Objectives: Nigella sativa (NS), thymoquinone (TQ), and epigallocatechin-3-gallate (EGCG) are phytochemicals that might have antioxidant protective potentials on the hamster cheek pouch epithelium (HCPE). We aimed at evaluating and comparing the potential therapeutic outcomes of these 3 phytochemicals by analysis of peripheral white blood cells (WBCs) counts. Materials and Methods: NS whole oil, TQ and EGCG were administered before, with or after 7,12-dimethylbenza[a]anthracene (DMBA) painting the hamster left cheek pouch. Before sacrificing each animal, 2 ml of blood was withdrawn into a fine heparin-containing tube to estimate the total WBCs, lymphocytes, MID cells, and granulocytes counts by an automatic count system. All cheek pouches were surgically excised and examined with light microscope. Results: Severe epithelial dysplasia was evident after 6 weeks of DMBA administration, and when NS was given for 2 weeks followed by DMBA for 6 weeks.
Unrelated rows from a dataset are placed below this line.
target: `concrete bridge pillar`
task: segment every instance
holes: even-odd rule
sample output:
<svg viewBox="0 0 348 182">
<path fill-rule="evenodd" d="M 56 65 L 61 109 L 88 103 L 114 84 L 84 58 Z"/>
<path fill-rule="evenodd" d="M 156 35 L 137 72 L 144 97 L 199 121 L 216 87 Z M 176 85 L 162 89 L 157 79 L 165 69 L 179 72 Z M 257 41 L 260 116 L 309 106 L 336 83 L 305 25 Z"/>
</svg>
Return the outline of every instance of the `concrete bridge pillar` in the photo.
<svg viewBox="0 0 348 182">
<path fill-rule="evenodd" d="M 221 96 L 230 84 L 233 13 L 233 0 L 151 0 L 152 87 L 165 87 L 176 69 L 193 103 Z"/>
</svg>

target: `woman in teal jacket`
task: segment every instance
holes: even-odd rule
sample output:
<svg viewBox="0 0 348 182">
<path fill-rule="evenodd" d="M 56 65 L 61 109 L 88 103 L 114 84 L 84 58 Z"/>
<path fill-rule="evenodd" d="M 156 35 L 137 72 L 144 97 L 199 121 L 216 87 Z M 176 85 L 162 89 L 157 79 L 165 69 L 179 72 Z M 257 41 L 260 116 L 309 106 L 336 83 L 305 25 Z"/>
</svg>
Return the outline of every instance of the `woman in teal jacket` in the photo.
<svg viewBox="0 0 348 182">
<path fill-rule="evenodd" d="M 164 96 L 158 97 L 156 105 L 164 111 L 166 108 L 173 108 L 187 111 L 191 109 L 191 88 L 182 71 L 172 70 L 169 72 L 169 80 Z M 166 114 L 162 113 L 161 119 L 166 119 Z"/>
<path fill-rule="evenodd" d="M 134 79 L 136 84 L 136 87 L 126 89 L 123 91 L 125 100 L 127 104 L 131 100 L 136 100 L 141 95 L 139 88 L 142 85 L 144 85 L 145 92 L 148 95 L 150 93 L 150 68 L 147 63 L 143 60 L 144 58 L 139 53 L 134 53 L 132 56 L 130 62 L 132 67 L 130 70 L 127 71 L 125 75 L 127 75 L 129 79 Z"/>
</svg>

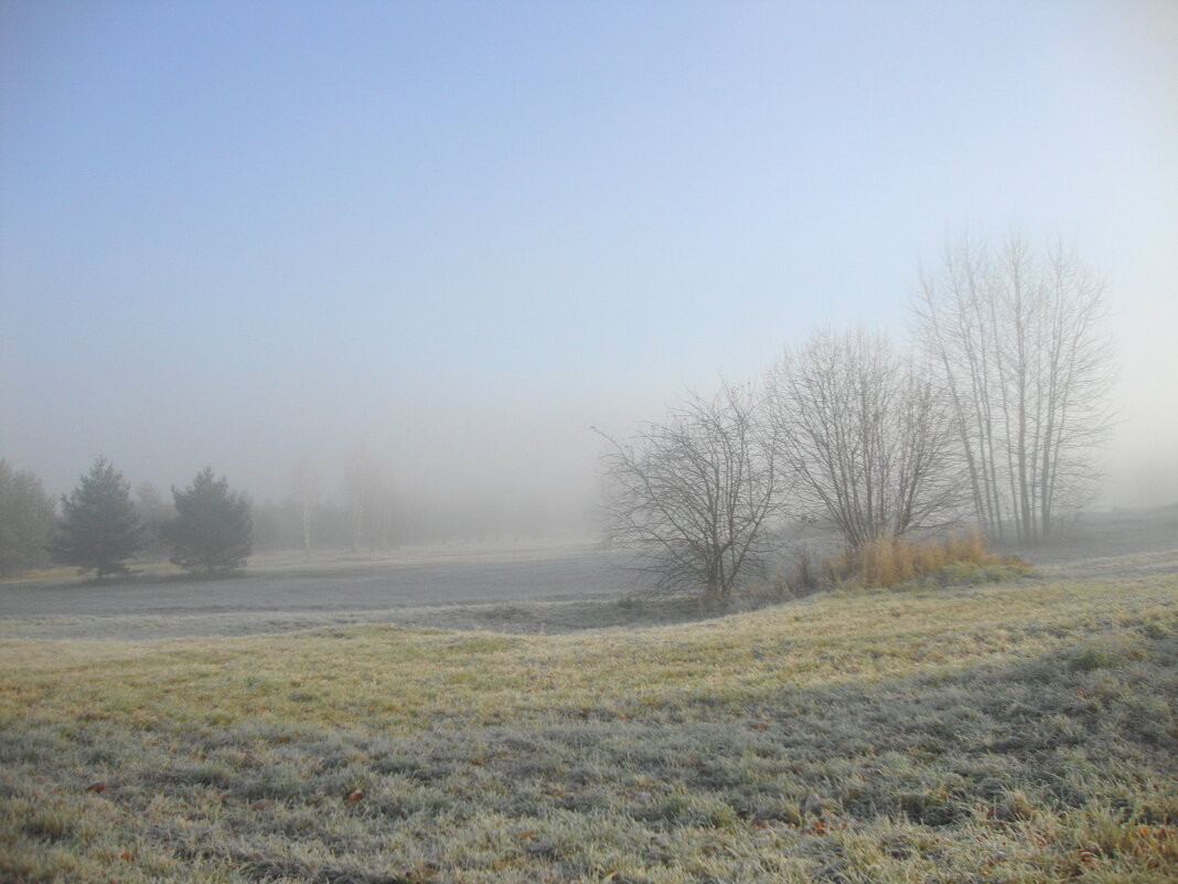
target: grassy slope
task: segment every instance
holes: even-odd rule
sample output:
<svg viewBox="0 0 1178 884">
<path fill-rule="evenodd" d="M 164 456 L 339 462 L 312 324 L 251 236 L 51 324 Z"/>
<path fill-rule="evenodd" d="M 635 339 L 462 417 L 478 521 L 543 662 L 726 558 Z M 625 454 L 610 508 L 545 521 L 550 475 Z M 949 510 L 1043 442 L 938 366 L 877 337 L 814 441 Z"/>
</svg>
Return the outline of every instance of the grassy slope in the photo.
<svg viewBox="0 0 1178 884">
<path fill-rule="evenodd" d="M 4 640 L 0 879 L 1172 880 L 1176 636 L 1163 573 L 556 636 Z"/>
</svg>

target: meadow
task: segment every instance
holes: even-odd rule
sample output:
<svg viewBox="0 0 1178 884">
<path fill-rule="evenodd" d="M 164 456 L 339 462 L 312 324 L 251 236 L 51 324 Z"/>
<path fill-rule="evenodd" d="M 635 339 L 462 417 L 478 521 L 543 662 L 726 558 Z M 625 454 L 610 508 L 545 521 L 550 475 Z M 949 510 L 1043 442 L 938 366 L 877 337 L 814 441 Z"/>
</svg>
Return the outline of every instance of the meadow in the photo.
<svg viewBox="0 0 1178 884">
<path fill-rule="evenodd" d="M 562 605 L 578 628 L 538 634 Z M 1178 550 L 662 625 L 649 605 L 9 629 L 0 879 L 1178 878 Z M 614 625 L 580 628 L 594 611 Z"/>
</svg>

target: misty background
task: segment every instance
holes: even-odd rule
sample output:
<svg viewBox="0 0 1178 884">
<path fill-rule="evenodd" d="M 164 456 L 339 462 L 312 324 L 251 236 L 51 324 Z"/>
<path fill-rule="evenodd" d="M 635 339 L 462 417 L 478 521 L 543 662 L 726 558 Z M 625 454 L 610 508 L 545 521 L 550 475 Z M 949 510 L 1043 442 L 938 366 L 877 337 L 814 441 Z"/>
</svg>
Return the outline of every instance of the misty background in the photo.
<svg viewBox="0 0 1178 884">
<path fill-rule="evenodd" d="M 0 456 L 49 492 L 362 455 L 584 530 L 590 425 L 902 336 L 1013 225 L 1107 281 L 1099 506 L 1178 501 L 1172 4 L 5 2 L 0 84 Z"/>
</svg>

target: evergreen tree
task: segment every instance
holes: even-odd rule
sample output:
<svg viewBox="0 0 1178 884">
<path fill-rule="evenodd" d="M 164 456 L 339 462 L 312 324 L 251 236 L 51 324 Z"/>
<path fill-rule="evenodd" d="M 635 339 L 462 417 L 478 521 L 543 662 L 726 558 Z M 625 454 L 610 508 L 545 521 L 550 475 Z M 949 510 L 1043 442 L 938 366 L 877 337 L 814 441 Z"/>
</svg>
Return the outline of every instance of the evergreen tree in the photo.
<svg viewBox="0 0 1178 884">
<path fill-rule="evenodd" d="M 253 517 L 244 494 L 230 492 L 229 482 L 205 467 L 184 490 L 173 486 L 172 497 L 177 516 L 165 534 L 174 565 L 209 574 L 245 567 L 253 552 Z"/>
<path fill-rule="evenodd" d="M 61 497 L 53 558 L 81 570 L 98 570 L 101 579 L 125 572 L 124 561 L 141 546 L 131 486 L 105 457 L 99 457 L 81 477 L 81 484 L 68 497 Z"/>
<path fill-rule="evenodd" d="M 0 578 L 48 561 L 53 520 L 53 499 L 41 480 L 0 459 Z"/>
</svg>

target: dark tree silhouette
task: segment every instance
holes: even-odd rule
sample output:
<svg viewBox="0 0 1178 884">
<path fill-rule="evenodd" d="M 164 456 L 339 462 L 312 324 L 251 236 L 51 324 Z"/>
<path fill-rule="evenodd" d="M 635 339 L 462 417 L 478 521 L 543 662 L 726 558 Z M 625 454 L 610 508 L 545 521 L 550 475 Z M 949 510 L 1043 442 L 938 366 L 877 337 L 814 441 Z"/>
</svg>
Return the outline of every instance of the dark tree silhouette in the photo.
<svg viewBox="0 0 1178 884">
<path fill-rule="evenodd" d="M 724 384 L 629 442 L 602 434 L 609 540 L 634 554 L 653 588 L 726 598 L 763 572 L 785 500 L 763 413 L 756 390 Z"/>
<path fill-rule="evenodd" d="M 172 487 L 177 516 L 165 529 L 172 543 L 172 563 L 185 570 L 232 573 L 245 567 L 253 552 L 253 517 L 244 494 L 229 489 L 205 467 L 192 484 Z"/>
<path fill-rule="evenodd" d="M 143 547 L 143 529 L 131 501 L 131 486 L 105 457 L 68 496 L 53 540 L 57 561 L 97 570 L 99 579 L 126 570 L 124 562 Z"/>
</svg>

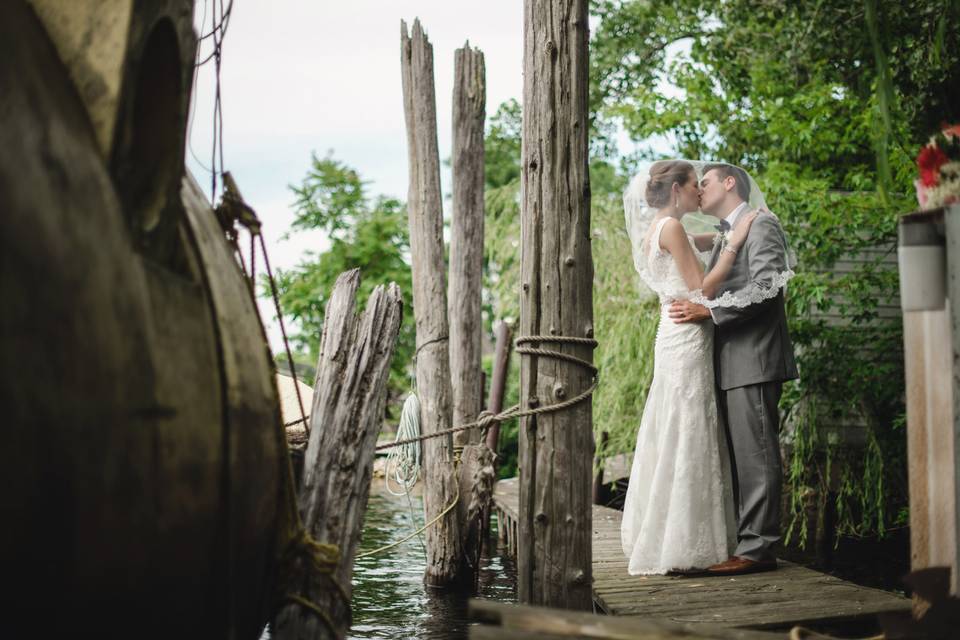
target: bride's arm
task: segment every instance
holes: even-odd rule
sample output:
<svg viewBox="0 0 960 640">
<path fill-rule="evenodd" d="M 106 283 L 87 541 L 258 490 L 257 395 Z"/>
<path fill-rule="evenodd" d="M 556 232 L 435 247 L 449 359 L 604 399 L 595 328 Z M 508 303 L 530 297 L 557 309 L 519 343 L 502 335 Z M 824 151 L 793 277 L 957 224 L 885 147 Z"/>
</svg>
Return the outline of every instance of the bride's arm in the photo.
<svg viewBox="0 0 960 640">
<path fill-rule="evenodd" d="M 660 246 L 673 256 L 687 288 L 691 291 L 700 289 L 703 295 L 712 298 L 720 288 L 720 284 L 726 279 L 727 274 L 730 273 L 730 268 L 733 267 L 733 262 L 737 258 L 737 251 L 746 241 L 747 232 L 756 217 L 756 212 L 751 212 L 747 214 L 741 224 L 737 225 L 736 230 L 730 234 L 727 247 L 720 252 L 717 263 L 706 275 L 703 274 L 700 263 L 693 255 L 693 249 L 687 240 L 687 233 L 683 229 L 683 225 L 677 220 L 669 220 L 664 224 L 663 231 L 660 233 Z"/>
<path fill-rule="evenodd" d="M 697 251 L 710 251 L 713 249 L 713 243 L 716 242 L 717 234 L 713 233 L 691 233 L 693 244 L 697 246 Z"/>
</svg>

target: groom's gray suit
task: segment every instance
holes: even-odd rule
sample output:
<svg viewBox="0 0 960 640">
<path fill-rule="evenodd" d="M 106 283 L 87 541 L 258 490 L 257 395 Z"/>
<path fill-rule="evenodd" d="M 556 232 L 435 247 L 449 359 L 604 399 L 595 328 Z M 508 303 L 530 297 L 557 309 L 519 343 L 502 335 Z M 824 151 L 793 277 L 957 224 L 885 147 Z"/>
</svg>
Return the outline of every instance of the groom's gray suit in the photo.
<svg viewBox="0 0 960 640">
<path fill-rule="evenodd" d="M 739 215 L 734 227 L 742 223 Z M 720 257 L 714 246 L 709 267 Z M 769 287 L 786 271 L 786 238 L 774 216 L 761 213 L 716 296 L 751 283 Z M 737 550 L 750 560 L 771 560 L 780 539 L 780 402 L 782 384 L 797 377 L 787 334 L 783 291 L 776 297 L 711 310 L 715 325 L 714 369 L 720 415 L 732 454 L 737 505 Z"/>
</svg>

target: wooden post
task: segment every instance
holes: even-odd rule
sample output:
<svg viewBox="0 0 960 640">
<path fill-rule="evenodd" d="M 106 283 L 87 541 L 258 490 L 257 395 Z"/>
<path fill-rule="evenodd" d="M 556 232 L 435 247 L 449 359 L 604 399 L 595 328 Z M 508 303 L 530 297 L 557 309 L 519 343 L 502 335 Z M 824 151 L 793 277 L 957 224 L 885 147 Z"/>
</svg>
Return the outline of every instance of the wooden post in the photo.
<svg viewBox="0 0 960 640">
<path fill-rule="evenodd" d="M 523 47 L 522 336 L 593 337 L 587 148 L 587 0 L 525 0 Z M 589 347 L 551 344 L 592 361 Z M 591 374 L 525 357 L 521 407 L 585 391 Z M 592 403 L 521 420 L 518 595 L 589 609 Z"/>
<path fill-rule="evenodd" d="M 467 42 L 454 52 L 453 79 L 453 215 L 450 225 L 450 373 L 453 386 L 453 424 L 473 422 L 483 410 L 483 369 L 480 288 L 483 275 L 483 120 L 486 78 L 483 53 Z M 460 495 L 469 496 L 479 462 L 480 431 L 453 436 L 462 448 Z M 468 522 L 469 500 L 460 500 L 463 552 L 478 558 L 480 524 Z M 475 563 L 474 563 L 475 564 Z"/>
<path fill-rule="evenodd" d="M 421 432 L 428 435 L 450 428 L 453 408 L 433 47 L 419 20 L 414 21 L 409 36 L 406 22 L 401 22 L 400 37 L 410 171 L 407 216 L 417 325 L 417 393 Z M 454 500 L 469 500 L 469 496 L 457 497 L 451 436 L 424 440 L 423 460 L 423 505 L 427 521 L 431 521 Z M 437 587 L 457 582 L 463 553 L 456 508 L 427 529 L 426 539 L 424 582 Z"/>
<path fill-rule="evenodd" d="M 909 280 L 911 265 L 906 261 L 916 238 L 935 237 L 938 229 L 946 233 L 946 304 L 941 309 L 904 311 L 903 340 L 910 565 L 914 571 L 949 567 L 950 591 L 956 594 L 960 578 L 960 206 L 906 216 L 900 229 L 901 283 Z M 908 293 L 911 298 L 914 294 Z"/>
<path fill-rule="evenodd" d="M 339 547 L 331 577 L 344 593 L 311 575 L 309 567 L 301 568 L 296 595 L 325 611 L 327 620 L 290 602 L 274 621 L 273 637 L 278 639 L 342 638 L 350 628 L 353 556 L 370 495 L 390 360 L 403 315 L 403 297 L 391 283 L 374 289 L 358 317 L 354 308 L 359 286 L 358 269 L 342 273 L 327 303 L 303 489 L 297 500 L 313 539 Z"/>
<path fill-rule="evenodd" d="M 501 322 L 496 328 L 497 343 L 494 347 L 493 372 L 490 376 L 490 397 L 487 400 L 487 411 L 493 414 L 503 411 L 503 394 L 507 387 L 507 373 L 510 370 L 510 325 Z M 500 423 L 495 422 L 487 431 L 487 448 L 493 452 L 493 468 L 497 468 L 497 451 L 500 447 Z M 500 540 L 506 540 L 503 520 L 497 522 Z M 483 514 L 483 530 L 481 535 L 490 533 L 490 505 L 487 505 Z"/>
<path fill-rule="evenodd" d="M 503 394 L 507 388 L 507 374 L 510 371 L 510 338 L 513 330 L 506 322 L 501 322 L 496 329 L 497 343 L 494 347 L 493 373 L 490 376 L 490 398 L 487 400 L 487 411 L 500 413 L 503 411 Z M 497 452 L 500 446 L 500 423 L 496 422 L 487 432 L 487 448 Z"/>
</svg>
When NS or EGCG were given for 2 weeks then continued with DMBA for 6 weeks, mild dysplasia was seen. When DMBA was given for 6 weeks followed by NS or TQ for 6 weeks, mild dysplasia was noted. Administration of DMBA for 6 weeks resulted in significant reduction in total WBCs and lymphocytes counts compared to healthy controls. Administration of NS or TQ for 2 weeks resulted in significant elevation in lymphocytes count compared to healthy controls. Significant elevation in total WBCS and lymphocytes counts was noted when EGCG was given for 2 weeks and continued with DMBA for other 6 weeks. Similar results were noted when DMBA was given for 6 weeks followed by TQ for 6 weeks when compared to NS, DMBA or healthy controls. Discussion: The three phytochemicals showed different levels of protection against DMBA carcinogenic activity, more specifically, TQ and NS had higher therapeutic potential and might be used for treatment and/or preventive management of oral cancer in the future. Conclusion: However, further investigations are required to address the mechanism of action and feasibility of clinical application of each phytochemical.